Tiered pricing is EVERYWHERE now. In supermarkets, if you don’t have their app/loyalty card you have to pay higher prices. They frame it as a “discount” or “savings” for having the app, but clearly it’s just a punishment for not giving them your info and allowing them to track/advertise at you.
In restaurants/fast food places, you get “discounts” (i.e. regular prices) via the app/email list, and if you don’t have the app or give them your email address you don’t get the discount (read: you have to pay higher prices). And of course they can “tailor” personalised “deals” directly at you based on your past behaviour to optimise how much money they get out of you.
I just looked at a hotel and they’re advertising a “discount” if you give them your email address (read: a higher price if you don’t allow them to advertise at you).
I absolutely hate this behaviour. I know exactly why it’s there: some people are willing to pay more for convenience/no ads, and some are willing to go to more effort / put up with ads for a lower price. Either way they get more money out of you: the logical conclusion of capitalism and chasing higher profits.

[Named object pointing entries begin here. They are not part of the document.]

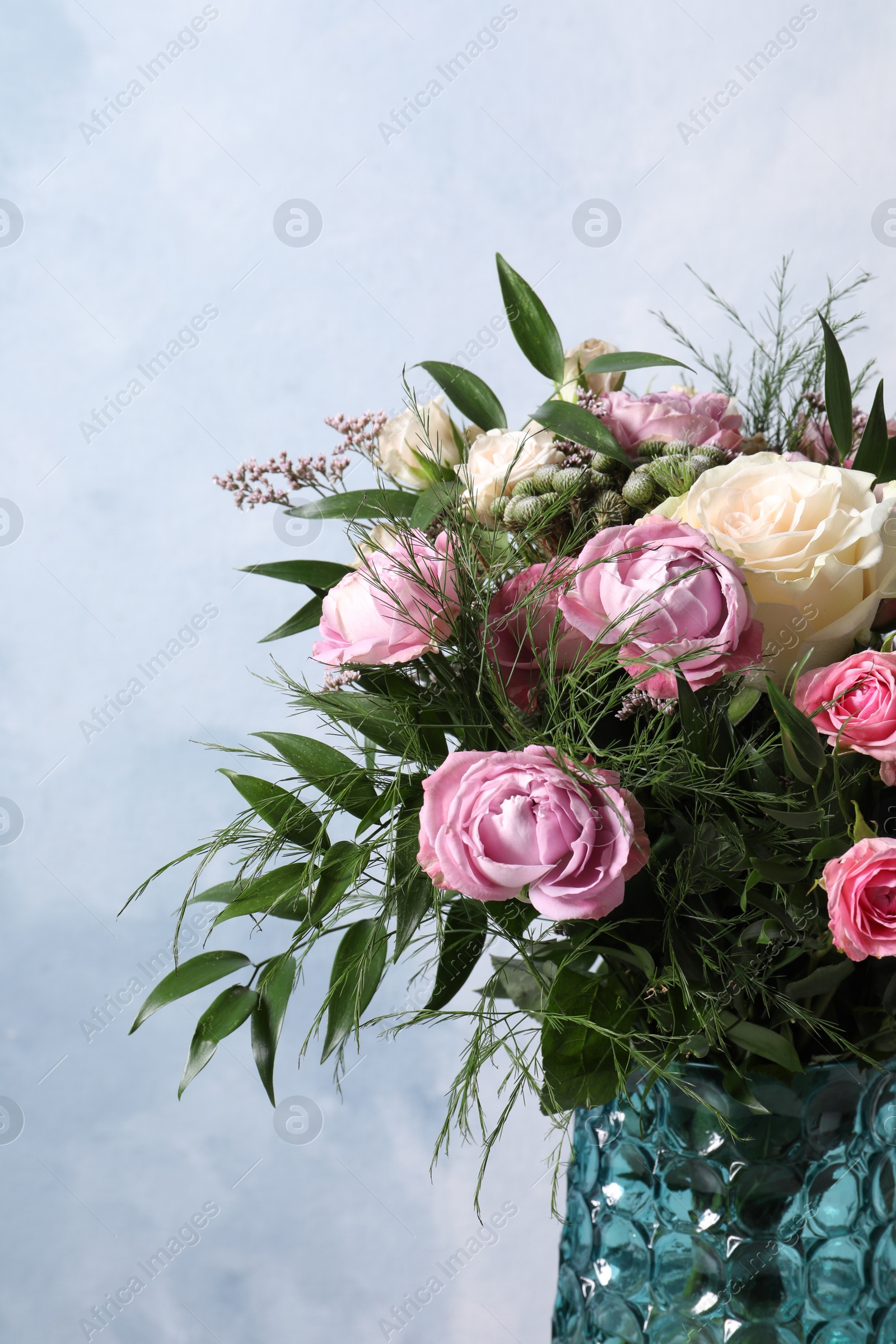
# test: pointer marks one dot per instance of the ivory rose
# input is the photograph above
(574, 362)
(817, 549)
(676, 414)
(497, 822)
(855, 703)
(403, 437)
(524, 623)
(664, 589)
(499, 460)
(396, 606)
(861, 899)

It feels like this should be illegal. It feels like a cousin of price gouging, which is already illegal. Ofc it never will be outlawed in america - idk how much this happens across the pond though - but I hope one day this could be outlawed in europe.


That’s not how market forces work, at all.
How do they work?
Literally nobody knows, anyone who says they do is lying and probably trying to get you to give them money.

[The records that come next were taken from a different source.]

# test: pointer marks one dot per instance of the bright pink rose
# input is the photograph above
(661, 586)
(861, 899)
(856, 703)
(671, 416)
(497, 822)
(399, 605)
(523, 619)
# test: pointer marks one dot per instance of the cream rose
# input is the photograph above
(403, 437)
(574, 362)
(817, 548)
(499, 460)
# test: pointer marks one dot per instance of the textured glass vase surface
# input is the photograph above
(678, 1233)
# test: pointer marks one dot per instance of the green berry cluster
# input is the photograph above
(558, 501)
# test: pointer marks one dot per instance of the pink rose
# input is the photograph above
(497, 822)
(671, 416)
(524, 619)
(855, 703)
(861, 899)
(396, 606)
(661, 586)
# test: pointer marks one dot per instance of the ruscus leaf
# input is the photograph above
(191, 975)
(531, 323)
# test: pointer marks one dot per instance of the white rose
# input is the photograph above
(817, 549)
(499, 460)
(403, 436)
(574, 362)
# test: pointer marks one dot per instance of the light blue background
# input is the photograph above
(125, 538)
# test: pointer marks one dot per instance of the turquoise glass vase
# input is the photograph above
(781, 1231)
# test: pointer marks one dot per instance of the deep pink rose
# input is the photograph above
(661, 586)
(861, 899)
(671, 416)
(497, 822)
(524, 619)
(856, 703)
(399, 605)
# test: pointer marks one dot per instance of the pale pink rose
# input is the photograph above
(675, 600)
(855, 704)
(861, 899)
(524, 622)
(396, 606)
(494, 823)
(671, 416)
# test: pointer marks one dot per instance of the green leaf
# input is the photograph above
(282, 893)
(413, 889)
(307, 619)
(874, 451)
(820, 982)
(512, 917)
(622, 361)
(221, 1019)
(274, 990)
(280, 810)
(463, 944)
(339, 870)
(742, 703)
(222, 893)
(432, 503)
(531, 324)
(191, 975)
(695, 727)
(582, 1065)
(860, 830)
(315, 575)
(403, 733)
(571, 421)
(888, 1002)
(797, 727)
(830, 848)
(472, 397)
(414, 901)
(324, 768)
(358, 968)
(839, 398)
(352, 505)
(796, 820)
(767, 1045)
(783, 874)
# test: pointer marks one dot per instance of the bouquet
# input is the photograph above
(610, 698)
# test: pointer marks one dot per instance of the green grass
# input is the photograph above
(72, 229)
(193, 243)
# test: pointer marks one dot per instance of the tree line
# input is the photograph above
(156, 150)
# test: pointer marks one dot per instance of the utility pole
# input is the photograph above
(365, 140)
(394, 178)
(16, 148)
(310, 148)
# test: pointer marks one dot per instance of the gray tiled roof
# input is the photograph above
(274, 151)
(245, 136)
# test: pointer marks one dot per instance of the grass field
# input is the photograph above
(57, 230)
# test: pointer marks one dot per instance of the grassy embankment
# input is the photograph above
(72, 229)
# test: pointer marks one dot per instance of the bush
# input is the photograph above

That isn’t helpful. You don’t have to have a PhD in economics to understand basic supply and demand.
OP postulated that if algorithmic pricing is barred, that companies will simply raise their prices to the prices that they previously charged rich people.
Companies are not cartoons. They don’t try to maximize human misery; they try to maximize profit. Often maximizing profit does maximize human misery, but ultimately the goal is to maximize profits.

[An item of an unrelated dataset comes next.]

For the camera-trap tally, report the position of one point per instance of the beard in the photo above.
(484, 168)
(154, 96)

Charging everyone the current rich person price would be idiotic for companies to do. Everyone except the few wealthy folks would just refuse to shop there. Even if the company is a monopolist, people will just go without. At some point, people stop paying for Comcast, even if Comcast is the only net provider in their area. If Comcast decides to charge $10,000/month for internet, I’m just skipping having wired internet at my house, even though Comcast is the only wired provider at my address.
Imagine a company uses algorithmic pricing to price its widgets. They charge between $100-200 depending on customer’s income. But these price tiers weren’t chosen arbitrarily; they were set experimentally. They tried out a bunch of prices and found that someone who say, makes $60k/year, will only be willing to spend $120 on the widget. Jacking the price up to $200 will not mean that the guy making $60k will pay $200. It means he’ll simply not buy your widget.
Companies already try to maximize revenue. The complicated pricing structure of a company that uses algorithmic pricing is already at a local optimum for maximizing the company’s profit. For each income band, they’ve figured out the price they can charge before people start walking away. They can’t just jack up prices, as the prices are already set at their most profitable maximum.
And I don’t even care if we’re talking essentials like food. Jack up the price of any food product and people will just move to the a less luxurious product. Charging $100/lb for chicken won’t result in middle class people paying $100/lb for chicken. It will just mean middle class folks not buying chicken.